No segundo período, de 1991 a 1995, a democracia se consolida e os movimentos de sem-terra ganham força. O terceiro período dura de 1996 a 2000. É quando, sob o governo de Fernando Henrique Cardoso, os sem-terra se tornam mais ousados e promovem a maior onda de invasões de terras já registrada.

O quarto período envolve os dois últimos anos do mandato de Fernando Henrique, que, para conter a onda de invasões, baixou uma medida provisória que tornava indisponíveis para a reforma agrária as propriedades rurais invadidas pelos sem-terra. O ato provocou um refluxo nas invasões e fez a média anual de conflitos cair de 800 para 536.

O último período é o que trata do governo Lula, quando a medida provisória do governo anterior é praticamente ignorada e as invasões aumentam – assim como as reações dos proprietários rurais e da máquina do Estado, especialmente o Judiciário. A média anual de famílias despejadas quase dobrou, passando de 11.781 nos dois últimos anos do governo Fernando Henrique para 22 mil nos 7 anos do governo Lula.

Na avaliação de Porto-Gonçalves, esse aumento das tensões na zona agrária nos últimos sete anos tem uma correlação direta com o avanço da democracia.

Despejo. “A eleição de Lula, um operário ligado ao Partido dos Trabalhadores, significou a afirmação do processo de redemocratização, criou enormes expectativas de mudanças e, ao mesmo tempo, açulou o medo das oligarquias rurais, que passaram a reagir com maior intensidade e mais violência”, disse o pesquisador. “Mas não foi só a violência do poder privado que aumentou. No período recente houve um crescimento notável no número de famílias despejadas de áreas ocupadas, o que significa que a violência do poder público também aumentou.”

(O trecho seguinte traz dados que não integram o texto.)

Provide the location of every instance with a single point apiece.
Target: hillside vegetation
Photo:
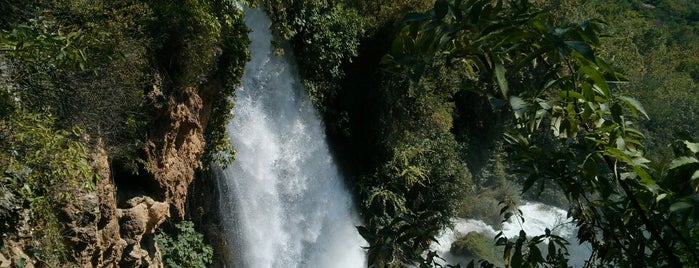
(451, 108)
(437, 109)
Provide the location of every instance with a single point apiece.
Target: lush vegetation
(183, 246)
(439, 109)
(475, 100)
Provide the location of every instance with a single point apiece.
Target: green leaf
(599, 80)
(500, 75)
(441, 7)
(681, 161)
(519, 106)
(680, 206)
(693, 147)
(583, 48)
(634, 105)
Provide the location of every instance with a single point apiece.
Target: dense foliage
(504, 86)
(184, 247)
(569, 129)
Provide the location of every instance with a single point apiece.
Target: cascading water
(537, 216)
(284, 202)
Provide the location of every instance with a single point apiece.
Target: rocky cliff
(114, 225)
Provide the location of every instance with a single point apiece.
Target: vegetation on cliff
(523, 98)
(77, 77)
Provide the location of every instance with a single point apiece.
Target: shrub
(184, 246)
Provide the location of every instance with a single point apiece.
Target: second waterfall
(284, 202)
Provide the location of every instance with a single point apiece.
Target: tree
(569, 128)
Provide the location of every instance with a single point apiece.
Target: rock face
(114, 225)
(174, 149)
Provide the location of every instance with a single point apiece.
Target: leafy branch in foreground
(569, 129)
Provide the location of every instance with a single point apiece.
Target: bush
(477, 246)
(183, 246)
(46, 167)
(324, 35)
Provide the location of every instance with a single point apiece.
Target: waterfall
(284, 203)
(537, 217)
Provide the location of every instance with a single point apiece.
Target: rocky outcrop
(175, 146)
(114, 225)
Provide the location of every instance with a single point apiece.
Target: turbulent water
(537, 217)
(285, 203)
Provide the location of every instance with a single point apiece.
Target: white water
(284, 201)
(537, 217)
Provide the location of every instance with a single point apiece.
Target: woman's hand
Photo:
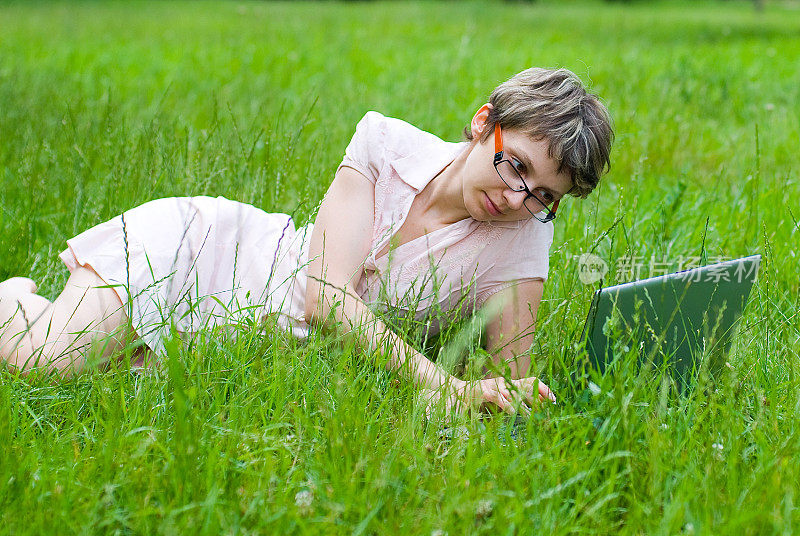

Os números da pesquisa foram apresentados em São Paulo, durante evento organizado para marcar os 25 anos de séries estatísticas da CPT sobre conflitos no campo. Na ocasião, o presidente da comissão, bispo Ladislau Biernaski, também divulgou o relatório de 2009 – indicando que a tensão aumentou em relação a 2008. O número de conflitos, envolvendo invasões, mortes, despejos e outros acontecimentos, subiu de 1.170 para 1.184.

O bispo anunciou ainda que a CPT vai apoiar em setembro a realização de plebiscito para saber se a população aprova ou não a ideia de impor um limite ao tamanho da propriedade rural no País.